The weekend starts today. Over the Memorial Day Weekend I will be posting a number of articles, pictures, and videos to commemorate Memorial Day. Here is our first–The Homecoming for Robert Bayne. He gave all.
Calvin and Kenneth Bayne stood silently among Army officers, watching their brother’s remains transferred from a plane to a waiting hearse. Kenneth kept his hand on his heart. Calvin saluted and then walked directly to the flag-draped casket and kissed it.
The somber ceremony on a tarmac at Baltimore-Washington International Thurgood Marshall Airport offered the two men the first tangible contact with their older brother in more than 66 years. Pfc. Robert B. Bayne went missing in action in 1945 as he fought along the Rhine River near Mannheim, Germany. The Army officially identified his body in March of this year, largely spurred by the constant urging of the 83-year-old fraternal twins who were teens when the man they called “Buddy” enlisted.
The Army had imposed tight security restrictions for the transfer and asked family members to remain in place. Only Calvin Bayne, ever the feistier brother, broke ranks. He moved briskly from cluster of soldiers and approached the hearse.
“I had to kiss the casket,” he said after the ceremony. “Nothing was going to stop me.”
DNA taken from each brother helped Army researchers identify Robert Bayne’s remains, which had been unidentified at the end of the war and buried in St. Avold Cemetery in northern France.
The brothers, who live in Dundalk near their boyhood home, are making plans for a funeral Mass on Saturday at their parish church and a graveside service with military honors at the family plot.
“We are not done yet,” Kenneth Bayne said. “When we lay him to rest Saturday, he will really be home with us.”
Robert Bayne enlisted in 1944 and served in the infantry. At 26, he volunteered for a risky mission crossing the Rhine. Three of the four American soldiers on that March 1945 mission were killed, but only two bodies were identified at the end of the war. The Army relied on dental records to identify the third soldier, but because of an error that went undetected for years, those X-rays did not match the ones taken from Bayne at his induction.
After meeting decades ago with the lone survivor of that mission, the Baynes became convinced that the unknown soldier buried in France was their brother. Army officials repeatedly denied their requests for further testing, but the brothers persisted. Ken Bayne has kept detailed records of every conversation and every correspondence related to Robert, whose status was changed to “killed in action” in 1946. He has documentation from 1949, when the Army said it had insufficient evidence to establish an identification, and from 1957, when the Army denied one last request to review the case.
DNA research finally confirmed their beliefs after both men submitted samples in 2008. Last summer, the Army disinterred the remains and transported them to a lab in Hawaii for testing.
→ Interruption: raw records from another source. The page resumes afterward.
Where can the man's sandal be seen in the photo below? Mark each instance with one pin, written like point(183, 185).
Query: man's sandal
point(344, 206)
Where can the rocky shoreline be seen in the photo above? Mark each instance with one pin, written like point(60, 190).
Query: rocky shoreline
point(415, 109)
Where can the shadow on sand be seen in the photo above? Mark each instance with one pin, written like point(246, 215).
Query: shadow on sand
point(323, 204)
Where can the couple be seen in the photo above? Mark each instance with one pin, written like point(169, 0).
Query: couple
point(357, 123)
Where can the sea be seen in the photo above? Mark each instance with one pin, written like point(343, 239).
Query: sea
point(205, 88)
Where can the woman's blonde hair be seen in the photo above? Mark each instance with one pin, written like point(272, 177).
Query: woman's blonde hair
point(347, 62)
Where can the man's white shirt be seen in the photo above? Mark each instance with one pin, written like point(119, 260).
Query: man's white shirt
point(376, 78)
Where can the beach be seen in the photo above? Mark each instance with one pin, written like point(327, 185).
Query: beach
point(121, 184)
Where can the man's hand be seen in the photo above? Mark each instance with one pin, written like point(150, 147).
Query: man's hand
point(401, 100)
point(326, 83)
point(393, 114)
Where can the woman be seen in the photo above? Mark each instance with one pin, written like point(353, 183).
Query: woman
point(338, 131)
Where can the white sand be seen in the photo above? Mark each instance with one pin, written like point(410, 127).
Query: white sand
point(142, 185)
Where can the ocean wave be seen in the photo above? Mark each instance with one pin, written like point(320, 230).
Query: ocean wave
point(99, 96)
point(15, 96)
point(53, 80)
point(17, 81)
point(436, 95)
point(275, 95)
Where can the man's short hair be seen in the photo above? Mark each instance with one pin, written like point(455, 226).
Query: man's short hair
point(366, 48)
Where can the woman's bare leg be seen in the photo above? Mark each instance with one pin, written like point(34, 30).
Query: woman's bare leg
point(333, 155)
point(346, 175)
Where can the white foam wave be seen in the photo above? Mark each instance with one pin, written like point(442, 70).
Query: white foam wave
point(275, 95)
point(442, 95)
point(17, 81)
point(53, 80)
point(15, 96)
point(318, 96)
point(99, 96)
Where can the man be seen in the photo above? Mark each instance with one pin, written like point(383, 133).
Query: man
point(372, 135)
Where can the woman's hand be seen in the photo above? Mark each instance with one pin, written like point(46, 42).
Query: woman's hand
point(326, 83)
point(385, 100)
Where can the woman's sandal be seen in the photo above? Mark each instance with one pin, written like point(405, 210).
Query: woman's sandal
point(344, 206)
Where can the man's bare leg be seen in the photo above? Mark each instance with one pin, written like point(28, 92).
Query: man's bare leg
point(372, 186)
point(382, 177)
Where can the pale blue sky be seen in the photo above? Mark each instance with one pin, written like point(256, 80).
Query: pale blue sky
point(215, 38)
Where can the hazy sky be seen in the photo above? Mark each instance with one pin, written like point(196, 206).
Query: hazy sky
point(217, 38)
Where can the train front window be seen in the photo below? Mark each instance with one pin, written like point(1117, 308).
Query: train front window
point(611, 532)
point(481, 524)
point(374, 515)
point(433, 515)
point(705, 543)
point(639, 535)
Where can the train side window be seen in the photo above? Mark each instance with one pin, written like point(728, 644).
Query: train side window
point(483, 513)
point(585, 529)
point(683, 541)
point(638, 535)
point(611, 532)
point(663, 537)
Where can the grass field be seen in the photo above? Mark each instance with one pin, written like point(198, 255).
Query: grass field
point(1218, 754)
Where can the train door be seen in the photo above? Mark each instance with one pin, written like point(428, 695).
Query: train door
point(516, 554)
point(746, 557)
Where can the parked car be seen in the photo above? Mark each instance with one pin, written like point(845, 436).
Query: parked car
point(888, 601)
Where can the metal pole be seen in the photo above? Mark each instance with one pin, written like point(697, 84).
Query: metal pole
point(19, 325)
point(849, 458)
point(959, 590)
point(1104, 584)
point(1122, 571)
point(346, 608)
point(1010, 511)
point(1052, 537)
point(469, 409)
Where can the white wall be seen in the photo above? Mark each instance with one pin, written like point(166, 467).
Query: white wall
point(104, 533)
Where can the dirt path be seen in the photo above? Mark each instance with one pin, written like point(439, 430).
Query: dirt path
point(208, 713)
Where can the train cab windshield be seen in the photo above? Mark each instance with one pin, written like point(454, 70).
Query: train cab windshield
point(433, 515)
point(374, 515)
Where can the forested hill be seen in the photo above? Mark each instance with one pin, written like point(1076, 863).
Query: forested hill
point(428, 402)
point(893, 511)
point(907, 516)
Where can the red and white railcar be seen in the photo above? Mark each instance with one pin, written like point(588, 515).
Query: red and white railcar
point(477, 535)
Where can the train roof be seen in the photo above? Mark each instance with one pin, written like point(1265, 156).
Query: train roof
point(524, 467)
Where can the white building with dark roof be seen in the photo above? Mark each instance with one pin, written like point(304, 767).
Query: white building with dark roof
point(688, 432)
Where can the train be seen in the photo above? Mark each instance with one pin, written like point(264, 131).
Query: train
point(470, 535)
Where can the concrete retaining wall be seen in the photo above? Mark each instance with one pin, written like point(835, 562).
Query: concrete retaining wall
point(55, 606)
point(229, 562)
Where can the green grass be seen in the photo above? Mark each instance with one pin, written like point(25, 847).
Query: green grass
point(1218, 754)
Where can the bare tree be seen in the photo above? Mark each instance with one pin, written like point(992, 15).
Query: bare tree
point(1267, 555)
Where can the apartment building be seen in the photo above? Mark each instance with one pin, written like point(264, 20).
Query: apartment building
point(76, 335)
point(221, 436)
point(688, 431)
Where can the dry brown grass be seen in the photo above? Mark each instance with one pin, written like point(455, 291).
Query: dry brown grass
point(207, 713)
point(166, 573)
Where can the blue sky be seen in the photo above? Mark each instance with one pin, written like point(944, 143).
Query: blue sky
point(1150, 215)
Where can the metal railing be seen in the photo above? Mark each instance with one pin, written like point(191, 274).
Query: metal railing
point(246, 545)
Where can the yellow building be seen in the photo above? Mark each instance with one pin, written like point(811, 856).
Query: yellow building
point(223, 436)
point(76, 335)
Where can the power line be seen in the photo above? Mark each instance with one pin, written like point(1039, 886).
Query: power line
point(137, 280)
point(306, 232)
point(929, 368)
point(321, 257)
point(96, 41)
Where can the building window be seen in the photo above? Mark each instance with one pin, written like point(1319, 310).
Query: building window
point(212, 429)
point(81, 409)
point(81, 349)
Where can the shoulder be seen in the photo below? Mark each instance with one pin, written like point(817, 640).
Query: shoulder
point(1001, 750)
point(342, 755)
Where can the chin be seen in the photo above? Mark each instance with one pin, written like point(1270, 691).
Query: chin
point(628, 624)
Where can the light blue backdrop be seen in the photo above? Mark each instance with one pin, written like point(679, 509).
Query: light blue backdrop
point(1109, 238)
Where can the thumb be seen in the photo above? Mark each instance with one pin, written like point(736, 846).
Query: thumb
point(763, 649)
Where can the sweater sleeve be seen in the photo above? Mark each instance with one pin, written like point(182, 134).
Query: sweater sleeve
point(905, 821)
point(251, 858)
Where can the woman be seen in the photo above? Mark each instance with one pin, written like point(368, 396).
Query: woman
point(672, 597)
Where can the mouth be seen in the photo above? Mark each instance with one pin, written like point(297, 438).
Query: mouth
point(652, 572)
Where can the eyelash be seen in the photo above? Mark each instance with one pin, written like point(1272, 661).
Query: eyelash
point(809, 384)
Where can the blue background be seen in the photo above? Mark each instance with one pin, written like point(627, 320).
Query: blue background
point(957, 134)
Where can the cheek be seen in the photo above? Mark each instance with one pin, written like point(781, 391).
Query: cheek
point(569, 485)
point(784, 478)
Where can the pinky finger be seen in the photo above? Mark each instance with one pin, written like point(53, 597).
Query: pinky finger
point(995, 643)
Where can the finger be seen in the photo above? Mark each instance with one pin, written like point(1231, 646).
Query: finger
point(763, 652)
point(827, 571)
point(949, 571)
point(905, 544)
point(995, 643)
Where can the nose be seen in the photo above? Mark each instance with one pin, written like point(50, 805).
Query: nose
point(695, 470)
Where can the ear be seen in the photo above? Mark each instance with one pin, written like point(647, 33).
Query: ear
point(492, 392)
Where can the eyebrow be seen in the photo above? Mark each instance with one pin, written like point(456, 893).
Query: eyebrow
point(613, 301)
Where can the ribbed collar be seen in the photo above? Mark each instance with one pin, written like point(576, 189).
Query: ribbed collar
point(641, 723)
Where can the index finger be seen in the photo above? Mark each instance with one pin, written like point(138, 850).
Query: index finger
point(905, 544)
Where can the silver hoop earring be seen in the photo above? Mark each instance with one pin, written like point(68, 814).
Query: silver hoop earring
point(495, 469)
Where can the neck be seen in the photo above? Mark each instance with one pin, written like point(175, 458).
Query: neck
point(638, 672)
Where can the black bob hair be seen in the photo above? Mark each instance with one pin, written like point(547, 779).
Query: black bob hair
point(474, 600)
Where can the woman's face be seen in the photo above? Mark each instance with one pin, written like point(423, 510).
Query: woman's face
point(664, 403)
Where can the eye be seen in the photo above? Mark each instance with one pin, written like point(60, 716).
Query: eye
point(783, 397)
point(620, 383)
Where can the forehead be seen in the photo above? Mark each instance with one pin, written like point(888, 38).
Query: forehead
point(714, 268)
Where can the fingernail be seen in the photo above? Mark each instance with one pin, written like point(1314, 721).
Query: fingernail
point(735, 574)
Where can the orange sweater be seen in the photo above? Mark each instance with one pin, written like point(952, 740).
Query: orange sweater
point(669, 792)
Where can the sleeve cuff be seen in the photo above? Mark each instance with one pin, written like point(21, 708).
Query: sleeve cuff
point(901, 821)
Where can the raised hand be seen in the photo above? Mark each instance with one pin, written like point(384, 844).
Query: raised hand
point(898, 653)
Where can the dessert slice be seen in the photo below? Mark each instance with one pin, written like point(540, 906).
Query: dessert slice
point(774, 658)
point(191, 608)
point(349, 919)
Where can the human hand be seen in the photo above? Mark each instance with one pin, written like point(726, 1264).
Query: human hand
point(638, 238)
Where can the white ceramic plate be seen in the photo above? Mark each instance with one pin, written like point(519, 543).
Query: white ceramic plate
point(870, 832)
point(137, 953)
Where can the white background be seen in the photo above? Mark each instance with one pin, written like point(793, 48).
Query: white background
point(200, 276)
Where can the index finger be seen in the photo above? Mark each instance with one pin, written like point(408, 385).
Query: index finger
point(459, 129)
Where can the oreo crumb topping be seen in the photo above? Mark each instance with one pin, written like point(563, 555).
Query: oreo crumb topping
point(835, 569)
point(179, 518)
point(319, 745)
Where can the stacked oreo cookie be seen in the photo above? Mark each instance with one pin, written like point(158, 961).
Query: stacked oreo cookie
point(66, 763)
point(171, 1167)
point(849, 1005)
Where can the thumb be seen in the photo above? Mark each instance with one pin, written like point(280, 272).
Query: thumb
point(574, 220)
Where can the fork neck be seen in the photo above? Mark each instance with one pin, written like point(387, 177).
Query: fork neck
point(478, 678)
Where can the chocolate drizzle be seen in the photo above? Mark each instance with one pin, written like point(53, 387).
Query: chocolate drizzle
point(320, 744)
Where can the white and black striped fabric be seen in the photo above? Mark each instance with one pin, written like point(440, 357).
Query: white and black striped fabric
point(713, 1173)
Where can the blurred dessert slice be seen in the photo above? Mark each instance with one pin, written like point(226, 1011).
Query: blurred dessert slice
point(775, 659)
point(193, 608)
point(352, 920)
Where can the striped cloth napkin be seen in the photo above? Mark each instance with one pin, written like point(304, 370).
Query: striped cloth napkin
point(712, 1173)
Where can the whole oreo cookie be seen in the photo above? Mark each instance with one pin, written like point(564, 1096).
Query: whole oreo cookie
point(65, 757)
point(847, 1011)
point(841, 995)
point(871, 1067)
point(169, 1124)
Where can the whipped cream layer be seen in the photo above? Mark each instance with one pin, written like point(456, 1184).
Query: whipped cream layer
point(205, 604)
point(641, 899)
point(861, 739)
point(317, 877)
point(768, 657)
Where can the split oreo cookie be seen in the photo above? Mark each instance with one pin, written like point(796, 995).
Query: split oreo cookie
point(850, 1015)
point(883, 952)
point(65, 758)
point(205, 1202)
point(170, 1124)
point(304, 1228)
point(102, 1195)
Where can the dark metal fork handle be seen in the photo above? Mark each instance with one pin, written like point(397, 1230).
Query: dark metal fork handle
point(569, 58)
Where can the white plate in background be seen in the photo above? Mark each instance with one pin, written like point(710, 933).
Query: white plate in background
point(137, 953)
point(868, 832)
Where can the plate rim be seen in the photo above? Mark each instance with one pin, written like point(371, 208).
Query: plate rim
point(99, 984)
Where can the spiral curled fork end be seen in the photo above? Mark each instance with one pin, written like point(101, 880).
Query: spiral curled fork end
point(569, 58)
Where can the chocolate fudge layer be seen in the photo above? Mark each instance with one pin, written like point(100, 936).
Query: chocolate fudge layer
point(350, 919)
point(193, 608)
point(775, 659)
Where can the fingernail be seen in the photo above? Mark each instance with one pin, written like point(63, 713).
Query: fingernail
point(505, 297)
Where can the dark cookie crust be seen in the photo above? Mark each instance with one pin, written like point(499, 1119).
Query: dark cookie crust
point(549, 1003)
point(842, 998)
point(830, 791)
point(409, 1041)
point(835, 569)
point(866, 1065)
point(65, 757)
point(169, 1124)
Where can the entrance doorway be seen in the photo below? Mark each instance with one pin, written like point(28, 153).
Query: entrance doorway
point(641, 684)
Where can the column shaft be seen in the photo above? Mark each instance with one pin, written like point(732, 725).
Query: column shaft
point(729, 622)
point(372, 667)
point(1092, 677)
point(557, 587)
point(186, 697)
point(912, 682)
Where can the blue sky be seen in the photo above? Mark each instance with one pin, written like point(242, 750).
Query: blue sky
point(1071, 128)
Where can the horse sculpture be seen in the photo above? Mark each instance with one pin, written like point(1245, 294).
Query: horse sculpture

What wonderful brothers to keep after this until they found their brother and brought him home. What must this have been like for Robert Bayne’s parents? They never knew what happened to their son. Perhaps efforts like this one aren’t for the dead, but for the living.
In the middle of all the doom and gloom of war, politics, middle east spring, floods, tornadoes, and all the other woes of the world, somehow, this Baltimore Sun story is just a real shot in the arm on a warm spring day. It restores hope.
A story both sad and wonderful. Thanks, Moon.
That is brotherly love and loyalty. What an amazing story, thanks for sharing M-H.
Bittersweet that the family is now at peace, knowing what a courageous individual this man must have been.
Moon–Thanks for posting this very moving story. There were more thn 208,000 casualties (KIA, MIA, Captured and WIA) in Europe and the Mediterranean theaters. The tenacity of these brothers in the face of repeated Army intransegence speaks volumes about brotherly love and loyalty. Greater love has no one than this, that he lay down his life for his friends.
John 15:13 We salute you PFC Robert Bayne.
I have been holding on to this story for a week. It seemed only right to start off this special weekend with the homecoming of PFC Robert Bayne. He has some real special brothers for sure.